私の見解は。現在の社会リスクとしてある現実の性暴力/性犯罪について「避けられる危険」を計量しあまつさえ定量的に評価しようとすることそれ自体が「正しい知識」の周知と共有のためだとしても無理だろうということです。政治問題だからではありません。被害者を責めることに繋がるからでもこの場合はありません。


端的に、現実の事例に即する限りそのような一般的抽出は、法的な局面以外では成立し難いからです。「今年頭の議論」で私も書いた通り「被害者の落ち度」が問われるのは司法の場でしかありえないということです。なぜなら、buyobuyoさんが指摘する通り、現在の社会リスクとしてある現実の性暴力/性犯罪は冬期登山における悪天候のような自然災害ではないからです。自然ならざるものを定量的に評価しようとするとき、私たちは政治的であることを避けられません。言い換えるなら、定量的に評価しようとすることそれ自体が政治的です。繰り返しますが、それで悪いとは私は思いません。

常識に反発を覚えるのは勝手だけど、それで被害にあって「自分は悪くない!」っていうのもどうかと思う。
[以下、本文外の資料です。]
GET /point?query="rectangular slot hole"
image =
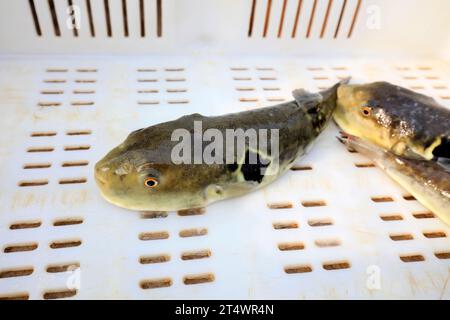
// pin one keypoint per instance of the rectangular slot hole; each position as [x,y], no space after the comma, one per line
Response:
[67,164]
[148,102]
[435,234]
[199,278]
[58,268]
[52,92]
[148,91]
[54,81]
[191,212]
[177,101]
[82,103]
[401,237]
[146,70]
[298,269]
[156,283]
[42,165]
[142,17]
[423,215]
[194,255]
[391,217]
[147,80]
[266,22]
[51,5]
[86,70]
[154,259]
[339,265]
[297,16]
[72,180]
[85,81]
[174,69]
[51,295]
[33,183]
[56,70]
[78,91]
[108,18]
[176,90]
[252,18]
[175,79]
[72,19]
[271,89]
[341,15]
[159,235]
[355,16]
[25,225]
[301,168]
[285,225]
[91,20]
[40,149]
[154,214]
[43,134]
[245,89]
[291,246]
[67,222]
[280,26]
[78,132]
[412,258]
[21,247]
[196,232]
[268,78]
[313,203]
[37,26]
[248,99]
[365,165]
[12,273]
[311,19]
[382,199]
[279,205]
[15,296]
[442,255]
[324,243]
[77,148]
[49,104]
[65,244]
[320,222]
ろくな装備も計画も無しに冬山に登って遭難して「自衛隊がもっと早く来ないのが悪い!」って言われてるような違和感がある。


山と違って相手が人間だからどうにかなるとでも思ってるなら、それこそ「現状認識が甘い」と言わざるを得ない。人間なんてそんな完璧な存在でもなんでもない。理性のタガが外れることもあれば、判断を誤ることもあるし、悪い奴ってのはどこにだっている。


自己責任という呪術という記事で引用されてる「性暴力にまつわる神話」というのも、「統計的には屋内にいる人間のほうが死亡率が高い」みたいなこと言われたような感覚をおぼえるものがいくつかある。屋外のほうが死亡率が低いからって信号無視したり大音量のヘッドフォンつけて交差点わたったりしていいわけじゃないだろうと。


こういうものは男女差別の反動として少々強く出すぎてるきらいもあるのだろうとは思うけどね。


性交は合意が原則で、それが成立しないままに為された性交について被害者の「落ち度」を司法が指摘しうるのは、第一に親告罪であり、第二に状況依存的な判断においては社会通念が前提されるためです。加害被害を刑事司法において問う限りは合意不成立の司法における判断が必須であり、判断が状況依存的である限り司法は社会通念を前提せざるをえない。性交における合意の不成立について被害者の「落ち度」を司法が指摘しうるのはそういうことであって、それはKoshianXさんが言われるところの「現状認識」ではありませんし「定量的な評価」ということでもありません。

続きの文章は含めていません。